2.8.1.3 Disorders due to red cell enzyme defect

The red cell enzymes are enzymes which catalyses the production and function of red blood cells. These enzymes include: ATPases, anion transport protein, glyceraldehyde 3-phosphate dehydrogenase, protein kinases, adenylate cyclase, and acetylcholinesterase. Most of them are tightly bound to the membrane and are present in small amount (Warrel et al., 2005). 
When these enzymes are deficient, there are possible effects on the productions, structures and functions of red blood cells. For example, pyruvate kinase deficiency affects the survival of red blood cells and causes deformity on them into echinocytes (“burr cells”) on peripheral blood smears. Also, glucose-6-phosphate dehydrogenase deficiency also imposes disorder to the red blood cells in a way of hemolysis (spontaneous destruction of red blood cells) and resultant jaundice in response to a number of triggers, such as certain foods, illness or medications (Frank, 2005).
There is no known treatment for these disorders caused by deficiency in these enzymes, other than avoiding known triggers (Frank, 2005).

2.8.1.4 Disorders due to red cell membrane defects 

Red cell membrane disorders are inherited disorders due to mutations in various membrane or skeletal proteins, resulting in increased red cell deformability, reduced life span and premature removal of the erythrocytes from the circulation.
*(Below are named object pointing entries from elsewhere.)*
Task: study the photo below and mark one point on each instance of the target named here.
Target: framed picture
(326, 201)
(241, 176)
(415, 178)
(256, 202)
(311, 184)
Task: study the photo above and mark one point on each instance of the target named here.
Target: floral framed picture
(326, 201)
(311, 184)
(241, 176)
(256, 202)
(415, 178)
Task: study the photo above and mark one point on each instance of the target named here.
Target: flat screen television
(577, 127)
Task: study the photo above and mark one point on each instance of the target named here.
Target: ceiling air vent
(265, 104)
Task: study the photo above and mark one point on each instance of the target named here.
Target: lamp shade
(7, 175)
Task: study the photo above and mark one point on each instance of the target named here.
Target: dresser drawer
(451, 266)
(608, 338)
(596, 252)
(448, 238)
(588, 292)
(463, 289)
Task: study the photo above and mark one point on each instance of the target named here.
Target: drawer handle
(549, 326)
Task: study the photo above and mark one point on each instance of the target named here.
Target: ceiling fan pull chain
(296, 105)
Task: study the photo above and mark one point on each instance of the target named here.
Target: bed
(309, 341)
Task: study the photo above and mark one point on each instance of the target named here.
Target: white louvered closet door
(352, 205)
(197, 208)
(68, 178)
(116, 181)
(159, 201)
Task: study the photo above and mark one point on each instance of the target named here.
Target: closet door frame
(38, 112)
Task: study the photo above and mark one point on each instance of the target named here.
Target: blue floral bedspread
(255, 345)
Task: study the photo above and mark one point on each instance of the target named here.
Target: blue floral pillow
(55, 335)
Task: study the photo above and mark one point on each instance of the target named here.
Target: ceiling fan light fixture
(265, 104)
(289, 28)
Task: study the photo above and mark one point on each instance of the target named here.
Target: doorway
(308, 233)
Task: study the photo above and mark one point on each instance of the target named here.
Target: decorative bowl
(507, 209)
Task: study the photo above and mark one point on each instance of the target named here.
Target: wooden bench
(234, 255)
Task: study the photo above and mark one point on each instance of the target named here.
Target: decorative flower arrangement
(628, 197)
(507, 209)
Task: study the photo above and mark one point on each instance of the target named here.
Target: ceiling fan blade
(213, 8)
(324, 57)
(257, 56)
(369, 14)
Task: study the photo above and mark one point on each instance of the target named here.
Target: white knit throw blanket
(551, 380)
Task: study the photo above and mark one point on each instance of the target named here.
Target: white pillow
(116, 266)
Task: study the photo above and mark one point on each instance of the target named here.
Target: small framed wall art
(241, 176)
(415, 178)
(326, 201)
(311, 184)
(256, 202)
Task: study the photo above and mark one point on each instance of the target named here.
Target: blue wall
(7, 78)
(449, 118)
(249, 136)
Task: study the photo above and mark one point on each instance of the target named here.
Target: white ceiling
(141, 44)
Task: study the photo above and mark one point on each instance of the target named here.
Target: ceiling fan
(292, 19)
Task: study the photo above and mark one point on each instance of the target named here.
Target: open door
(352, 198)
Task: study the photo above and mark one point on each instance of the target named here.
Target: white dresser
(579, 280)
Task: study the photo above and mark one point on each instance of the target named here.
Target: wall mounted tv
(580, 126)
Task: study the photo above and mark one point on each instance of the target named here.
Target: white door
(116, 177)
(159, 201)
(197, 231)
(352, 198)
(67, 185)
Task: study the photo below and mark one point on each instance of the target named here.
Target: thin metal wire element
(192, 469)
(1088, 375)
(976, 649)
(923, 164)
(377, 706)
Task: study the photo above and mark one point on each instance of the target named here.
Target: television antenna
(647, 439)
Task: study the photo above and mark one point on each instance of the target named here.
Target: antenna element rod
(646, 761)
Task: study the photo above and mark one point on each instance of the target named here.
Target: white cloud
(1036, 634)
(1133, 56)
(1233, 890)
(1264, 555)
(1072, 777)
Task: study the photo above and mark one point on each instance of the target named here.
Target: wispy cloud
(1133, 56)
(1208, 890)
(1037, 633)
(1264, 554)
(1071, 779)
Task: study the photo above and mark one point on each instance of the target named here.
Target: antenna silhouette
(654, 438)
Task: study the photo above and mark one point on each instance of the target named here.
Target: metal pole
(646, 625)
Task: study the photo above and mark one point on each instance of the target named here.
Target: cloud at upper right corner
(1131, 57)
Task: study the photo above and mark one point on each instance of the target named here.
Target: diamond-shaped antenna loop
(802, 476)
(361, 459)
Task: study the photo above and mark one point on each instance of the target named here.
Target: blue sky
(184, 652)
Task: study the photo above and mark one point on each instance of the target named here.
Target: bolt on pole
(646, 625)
The red cell membrane disorders include hereditary spherocytosis, hereditary elliptocytosis, hereditary pyropoikilocytosis, and hereditary stomatocytosis (Maxwel, 2010). These comprise an important group of inherited haemolytic anaemias. For instance hereditary spherocytosis which is the most common congenital haemolytic anaemia, is an autosomal dominant abnormality caused by mutations in the shape of erythrocytes, where the abnormal erythrocytes are sphere-shaped rather than the normal biconcave disk shaped. As a result of this change in shape, there is interference in the cell’s ability to be flexible to travel from the arteries to the smaller capillaries. This difference in shape also makes the red blood cells more prone to rupture (Maxwel, 2010).